It can’t be easy being an old man in a young man’s game.
But that didn’t hold back Chauncey Billups, aka Mr. Big Shot, from making some noise last Wednesday during the Pistons’ season-opening victory over the Washington Wizards.
The 37-year-old Billups is playing in his 17th NBA season. Finding himself in last week’s starting lineup, Billups didn’t look a day older than when he came to Detroit from the Timberwolves in 2002.
Between 2002 and 2008, Billups spent six seasons and two games wearing a Pistons uniform. During his time in Detroit, he won over the hearts of Detroiters everywhere with his magical right hand, clutch performances and bald head.
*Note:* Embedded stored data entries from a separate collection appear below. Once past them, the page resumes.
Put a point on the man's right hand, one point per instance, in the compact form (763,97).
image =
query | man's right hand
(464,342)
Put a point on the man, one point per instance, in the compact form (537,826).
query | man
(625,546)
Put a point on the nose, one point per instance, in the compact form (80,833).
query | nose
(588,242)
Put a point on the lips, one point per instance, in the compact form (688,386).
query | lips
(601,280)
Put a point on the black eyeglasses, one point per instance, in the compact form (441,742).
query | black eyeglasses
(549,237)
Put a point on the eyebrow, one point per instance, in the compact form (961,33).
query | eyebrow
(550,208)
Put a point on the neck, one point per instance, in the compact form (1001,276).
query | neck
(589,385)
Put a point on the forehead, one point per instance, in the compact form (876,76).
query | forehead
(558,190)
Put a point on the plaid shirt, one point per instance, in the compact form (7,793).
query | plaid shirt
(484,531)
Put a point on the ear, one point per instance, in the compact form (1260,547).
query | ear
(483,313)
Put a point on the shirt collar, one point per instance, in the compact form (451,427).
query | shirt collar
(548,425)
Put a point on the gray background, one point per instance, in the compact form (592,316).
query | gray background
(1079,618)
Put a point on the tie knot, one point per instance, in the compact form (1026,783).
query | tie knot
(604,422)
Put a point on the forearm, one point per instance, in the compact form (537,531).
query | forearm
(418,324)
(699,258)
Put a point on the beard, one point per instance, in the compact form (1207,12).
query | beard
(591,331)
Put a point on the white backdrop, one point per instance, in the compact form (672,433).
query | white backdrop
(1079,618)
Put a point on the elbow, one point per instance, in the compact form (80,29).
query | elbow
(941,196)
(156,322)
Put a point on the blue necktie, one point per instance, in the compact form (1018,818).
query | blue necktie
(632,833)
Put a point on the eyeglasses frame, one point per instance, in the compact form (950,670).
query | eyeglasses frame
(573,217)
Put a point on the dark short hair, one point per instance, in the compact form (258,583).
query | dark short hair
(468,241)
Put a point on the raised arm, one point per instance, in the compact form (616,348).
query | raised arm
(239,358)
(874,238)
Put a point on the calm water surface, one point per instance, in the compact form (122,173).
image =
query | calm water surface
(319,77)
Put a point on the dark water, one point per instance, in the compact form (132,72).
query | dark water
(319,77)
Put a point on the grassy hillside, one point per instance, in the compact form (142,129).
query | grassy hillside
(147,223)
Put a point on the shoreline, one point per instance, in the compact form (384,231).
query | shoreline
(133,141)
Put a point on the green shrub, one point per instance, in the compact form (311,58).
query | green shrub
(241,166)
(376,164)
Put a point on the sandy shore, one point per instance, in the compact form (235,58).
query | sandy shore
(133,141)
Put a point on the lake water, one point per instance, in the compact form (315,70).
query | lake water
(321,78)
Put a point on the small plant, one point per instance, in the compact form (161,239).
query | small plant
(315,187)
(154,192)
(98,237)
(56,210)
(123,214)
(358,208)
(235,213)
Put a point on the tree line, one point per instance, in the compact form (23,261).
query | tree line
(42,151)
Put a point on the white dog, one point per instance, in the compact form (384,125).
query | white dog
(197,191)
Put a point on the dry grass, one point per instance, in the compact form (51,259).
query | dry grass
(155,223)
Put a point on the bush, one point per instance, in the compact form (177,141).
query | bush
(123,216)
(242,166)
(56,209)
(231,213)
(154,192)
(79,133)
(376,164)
You weren’t cool unless you were rocking your Chauncey Billups jersey and your Ben Wallace afro to Pistons’ games in the mid 2000s.
Not only was he a fan favorite because of his cool demeanor and very normal personality, he played an instrumental role in bringing an NBA championship back to Detroit. Here’s a stat for you: In his six seasons in Detroit, the Pistons went at least to the Eastern Conference finals every year. Coincidence? I think not.
Trading away Billups was one of the biggest mistakes Joe Dumars made in his tenure as the Pistons’ GM (probably doesn’t top the Darko draft pick, though).
I would compare it to the Tigers’ Granderson trade — besides the fact that, in hindsight, the Granderson trade has panned out relatively well for the Tigers — both the Tigers and Pistons shipped star players and two of the most popular guys in Detroit in a questionable trade.
At this stage in his career, Billups won’t be the reason the Pistons finally make the playoffs; at least not directly.
Though there’s speculation Mr. Big Shot could potentially play shooting guard, his old role is taken; once Brandon Jennings returns from his injury, he’s slotted to be the team’s starting point guard. But that doesn’t mean he can’t play this season just as he left off.
We got an inkling of what he might do for the Pistons this season last Wednesday. His stat line read: 38 minutes played, four-for-eight from the floor, four-for-five from behind the arc, and 16 points — the old, “shoot better from three-point land than inside the arc.” When Jennings comes back, Billups’ minutes will likely drop, which is probably for the best: Remember, this is a young man’s game.
But they don’t call him Mr. Big Shot for nothing. As the Wizards mounted a comeback, Billups stepped up and hit a couple of fourth quarter 3-pointers to let Detroit breathe a little easier. He was also a calming veteran presence to some of the younger Pistons.
So, though Billups likely will play a different role with this edition of the Pistons than in 2004, he can have a similar impact. After Billups, the oldest player in what appears to be the normal starting lineup is Josh Smith at 27 years old; Andre Drummond (20), Greg Monroe (23) and Brandon Jennings (24) are kids compared to Billups.
These young guns could be the future of the organization, but they’ll need some guidance along the way and Billups is just the man for that job.
The beautiful thing about Billups’ return — and him wearing the same number — is that all those No. 1 jerseys you’d see in the stands all the years since he left Detroit are applicable again. Not that Billups’ absence from the Pistons’ roster ever stopped you from proudly wearing it to games before, but now you can rep it without even thinking twice.
Billups may be old, but if there’s one thing we know, it’s that he can still shoot. While his teammates have changed, his role has changed, and even the city has changed (it was in slightly better financial shape last time he was in town), Billups is still dropping 3-pointers like it’s nobody’s business. He’ll always be known in Detroit as “Mr. Big Shot.”